In our previous post, we mentioned that we published the Kinder-Gator dataset, which contains the motions of 10 children and 10 adults performing motions in front of the Kinect. Currently, we are exploring recognition of whole-body motions in the dataset. Since we are focusing on whole-body motions, we would like to concentrate on motions in which movement involves one or more limbs in the body. Hence, we only use a subset of the motions in Kinder-Gator, since it also includes motions that just involve hand motion or body poses. To test the performance of their $1 unistroke gesture recognition algorithm; an algorithm designed to help incorporate stroke gestures into games and UI prototypes, Wobbrock et al. [1] defined a representative set of 16 unistroke gestures (e.g., a triangle, an X) that are useful for these applications. Similarly, we want to define a representative set of motions that encompasses the unique combinations of upper and lower limb movements in our dataset. This representative set will be used to evaluate the performance of the recognition algorithms we are currently exploring for whole-body motions. In this blog post, we discuss the steps we are taking to define the representative subset from motions in Kinder-Gator:
- EXCLUSION: We are excluding motions that involve drawing shapes and symbols, and motions that involve making symbols and shapes with the body that Kinder-Gator includes. We are excluding the drawing motions because these motions usually involve the movement of the hand or wrist while the rest of the body remains static. Hence, these motions are not good representatives of motions involving the whole-body. Furthermore, we are excluding these motions because they are intended for the recognition of the shape or symbol being performed, rather than the recognition of the motion in its entirety. Examples of motions from the Kinder-Gator dataset that fall within this category include: “Draw the letter A in the air” and “Make the letter X with your body”.

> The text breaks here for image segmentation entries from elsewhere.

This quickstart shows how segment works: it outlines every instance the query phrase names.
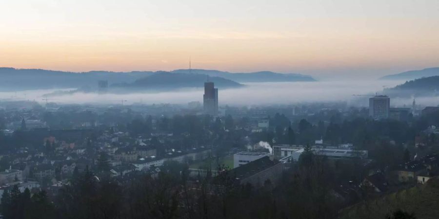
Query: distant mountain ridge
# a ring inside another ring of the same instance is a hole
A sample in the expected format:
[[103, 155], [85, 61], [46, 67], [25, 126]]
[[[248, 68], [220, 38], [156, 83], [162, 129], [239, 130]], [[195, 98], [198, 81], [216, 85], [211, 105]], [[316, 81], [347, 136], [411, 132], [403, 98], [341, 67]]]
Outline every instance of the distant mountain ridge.
[[[178, 69], [171, 72], [172, 73], [189, 73], [189, 69]], [[309, 75], [296, 73], [281, 73], [269, 71], [257, 72], [248, 73], [231, 73], [217, 70], [192, 69], [190, 73], [207, 74], [210, 76], [221, 77], [238, 82], [279, 82], [293, 81], [316, 81]]]
[[[42, 69], [0, 68], [0, 77], [1, 79], [0, 80], [0, 91], [78, 88], [84, 87], [96, 88], [100, 80], [108, 81], [109, 85], [113, 84], [130, 84], [134, 83], [138, 79], [163, 72], [113, 72], [94, 71], [74, 73]], [[189, 70], [178, 70], [171, 72], [172, 74], [187, 74], [189, 72]], [[310, 76], [299, 74], [281, 74], [271, 72], [230, 73], [216, 70], [195, 69], [191, 70], [191, 72], [194, 74], [206, 75], [212, 77], [221, 77], [239, 82], [315, 81]], [[168, 78], [166, 80], [171, 79]], [[175, 81], [175, 83], [178, 82]], [[219, 81], [218, 83], [221, 82]], [[230, 82], [228, 83], [231, 84]]]
[[414, 80], [425, 77], [439, 75], [439, 67], [429, 68], [421, 70], [404, 72], [395, 74], [390, 74], [379, 78], [380, 80]]
[[436, 95], [438, 91], [439, 91], [439, 76], [406, 81], [394, 88], [384, 90], [385, 93], [396, 96]]
[[204, 82], [211, 81], [220, 89], [239, 88], [243, 86], [239, 83], [220, 77], [211, 77], [206, 74], [158, 73], [148, 77], [136, 80], [131, 83], [112, 85], [111, 89], [121, 89], [164, 91], [184, 88], [203, 87]]

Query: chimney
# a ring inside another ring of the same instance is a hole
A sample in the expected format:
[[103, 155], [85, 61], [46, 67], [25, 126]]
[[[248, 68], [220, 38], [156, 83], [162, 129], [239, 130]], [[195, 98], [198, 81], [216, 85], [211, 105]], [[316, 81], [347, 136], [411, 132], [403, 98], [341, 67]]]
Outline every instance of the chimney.
[[273, 154], [270, 155], [268, 157], [270, 158], [270, 160], [271, 161], [273, 161], [274, 160], [274, 155]]

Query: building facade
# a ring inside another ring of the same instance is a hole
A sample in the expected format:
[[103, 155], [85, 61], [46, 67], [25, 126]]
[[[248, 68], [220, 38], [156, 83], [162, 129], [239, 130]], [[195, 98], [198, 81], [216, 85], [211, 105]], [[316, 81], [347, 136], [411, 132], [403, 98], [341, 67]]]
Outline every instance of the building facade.
[[218, 113], [218, 89], [215, 88], [213, 82], [204, 83], [203, 107], [207, 114], [216, 115]]
[[377, 95], [369, 99], [369, 115], [375, 119], [389, 118], [390, 98], [386, 95]]
[[242, 151], [233, 155], [233, 168], [246, 164], [271, 154], [267, 152]]

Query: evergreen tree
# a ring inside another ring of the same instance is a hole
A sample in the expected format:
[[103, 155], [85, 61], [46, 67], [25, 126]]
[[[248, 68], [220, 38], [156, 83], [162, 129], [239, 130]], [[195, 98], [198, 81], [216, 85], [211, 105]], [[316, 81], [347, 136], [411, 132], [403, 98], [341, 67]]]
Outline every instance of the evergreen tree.
[[21, 130], [26, 130], [26, 121], [24, 121], [24, 119], [21, 120]]
[[225, 121], [224, 122], [224, 126], [225, 127], [226, 129], [229, 130], [233, 129], [233, 118], [232, 117], [231, 115], [228, 115], [226, 117]]
[[1, 213], [5, 218], [11, 218], [11, 195], [9, 191], [5, 190], [1, 196]]
[[291, 128], [291, 126], [288, 127], [288, 144], [290, 145], [290, 146], [295, 145], [296, 144], [296, 134], [294, 133], [294, 130]]

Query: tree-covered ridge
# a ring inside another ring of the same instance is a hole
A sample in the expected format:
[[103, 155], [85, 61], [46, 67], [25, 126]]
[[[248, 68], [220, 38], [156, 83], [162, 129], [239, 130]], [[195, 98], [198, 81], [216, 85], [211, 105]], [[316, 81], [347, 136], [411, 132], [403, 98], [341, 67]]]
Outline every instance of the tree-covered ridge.
[[384, 219], [386, 216], [388, 216], [398, 209], [411, 212], [416, 218], [437, 218], [437, 216], [439, 215], [438, 197], [439, 179], [433, 179], [424, 185], [399, 191], [349, 207], [341, 211], [341, 218]]
[[439, 76], [423, 77], [398, 85], [393, 90], [431, 91], [439, 90]]
[[231, 80], [220, 77], [210, 77], [206, 74], [162, 72], [137, 79], [131, 83], [116, 84], [112, 87], [167, 91], [183, 88], [202, 87], [207, 81], [215, 83], [215, 86], [220, 88], [238, 88], [243, 86]]

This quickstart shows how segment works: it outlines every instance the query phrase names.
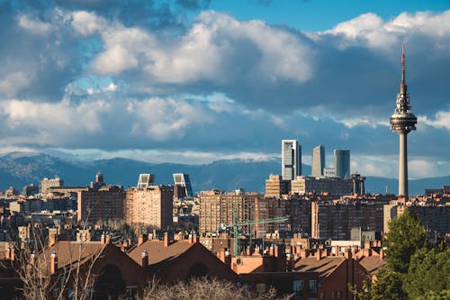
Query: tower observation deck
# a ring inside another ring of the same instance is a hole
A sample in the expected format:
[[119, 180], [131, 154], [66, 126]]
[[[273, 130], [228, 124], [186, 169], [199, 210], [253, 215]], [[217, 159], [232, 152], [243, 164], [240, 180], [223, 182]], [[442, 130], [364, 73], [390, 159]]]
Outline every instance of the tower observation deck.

- CHARACTERIZATION: As mentioned earlier, we want our representative subset to be unique in terms of upper and lower limb movement. Hence, in this step, we are characterizing motions in terms of the dimensions of movement of the upper and lower limb, and we exclude motions that are too similar in their dimensions of movement, to avoid collisions. To accomplish this, first, we are excluding motions that are mirrors of other motions, since the motions being performed are the same, just with the opposite limb. For example, the motion ‘wave your other hand’ is a mirror of the motion ‘wave your hand’ so we exclude the mirror. Next, we are characterizing the movement of joints in the upper limb (hand and shoulder) and lower limb (knee and foot) along the horizontal x, vertical y, and depth z dimensions. By doing this, we expect to identify motions that are similar in their upper and lower limb movement for the next step.
- SELECTION: Finally, to identify the final representative subset of motions, we are grouping motions that are similar based on the characterization in the previous step. That is, we are grouping motions that are similar in terms of their upper and lower limb movement. The groupings resulted in 16 groups wherein each group contained a unique combination of upper and lower limb movement. Afterward, we will choose one motion from each group to form the representative subset of motion. Our next step is to use these motions to test the performance of existing recognition algorithms, and then adaptations or new algorithms as well.
Working on the POSE project has been very interesting and has allowed me to gain a better understanding of recognition algorithms. I look forward to gaining more knowledge as I progress further in the project.
REFERENCES
- Wobbrock, Jacob O., Andrew D. Wilson, and Yang Li. “Gestures without libraries, toolkits or training: a $1 recognizer for user interface prototypes.” Proceedings of the 20th annual ACM symposium on User interface software and technology. ACM, 2007.
- Anthony, L., & Wobbrock, J. O. (2010, May). A lightweight multistroke recognizer for user interface prototypes. In Proceedings of Graphics Interface 2010 (pp. 245-252). Canadian Information Processing Society.